Federal Agents target objects, not looters

These grinding stones had been used by some to line their driveways
These grinding stones had been used by some defendants to line their driveways

The Salt Lake Tribune follows up on the status of the objects seized during the four-corners antiquities operation. The Federal government seized some 6,000 allegedly-looted antiquities, but has no clear victim or community to return them to in most cases.

The Salt Lake Tribune has video of a curator for the Bureau of Land Management supervising the warehouse where these objects are located. She shows the corn grinding stones which were removed from their context and had been used by some of the defendants to line their driveways.

Changing the attitudes in these communities is a crucial step to reducing the looting. And Federal officials are primarily seizing the material, without it seems the benefit of any broader education initiatives or criminal sanctions:

In Blanding and surrounding counties, residents once openly gathered artifacts and such collecting was considered a legitimate family activity. The laws changed in the 1970s, criminalizing the removal of artifacts from tribal and federal land.

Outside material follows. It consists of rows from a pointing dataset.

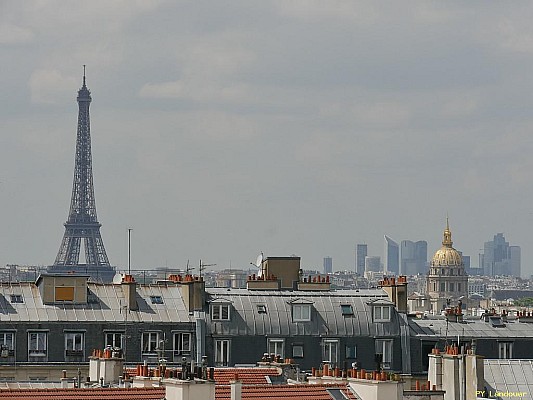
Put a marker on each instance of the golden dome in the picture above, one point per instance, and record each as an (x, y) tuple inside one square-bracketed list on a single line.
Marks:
[(447, 256)]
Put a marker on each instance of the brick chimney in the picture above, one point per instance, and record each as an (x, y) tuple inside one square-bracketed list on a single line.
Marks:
[(129, 287)]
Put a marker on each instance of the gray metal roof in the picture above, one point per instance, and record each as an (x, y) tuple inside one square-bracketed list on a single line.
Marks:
[(326, 318), (437, 327), (109, 305), (509, 376)]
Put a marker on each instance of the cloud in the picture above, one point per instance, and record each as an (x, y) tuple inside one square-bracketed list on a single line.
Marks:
[(12, 34), (47, 86)]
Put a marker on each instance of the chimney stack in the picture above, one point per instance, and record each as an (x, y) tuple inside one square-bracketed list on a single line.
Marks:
[(129, 287)]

But looting persisted, to the dismay of archaeologists and American Indians. Graves were a favorite target because they tend to yield intact objects buried with the dead.

The point of the “Operation Cerberus” investigation was not to jail looters, BLM officials said, but to rein in the illegal antiquities trade.

“You can’t put [an artifact] back, but it is forever out of the black market. This effort was to start unraveling it where it started,” said Smith, an archaeologist who served as BLM’s Canyon Country district manager at the time of the 2009 raids.

Will simply securing objects, without seeking to prosecute and jail individuals be an effective criminal response? It remains to be seen, but indications from the communities themselves seems to suggest that the local communities have not embraced the Federal government’s position.

Brian Maffly, A trove of looted artifacts, five years after BLM raids in Utah, Salt Lake Tribune Jun 29, 2014.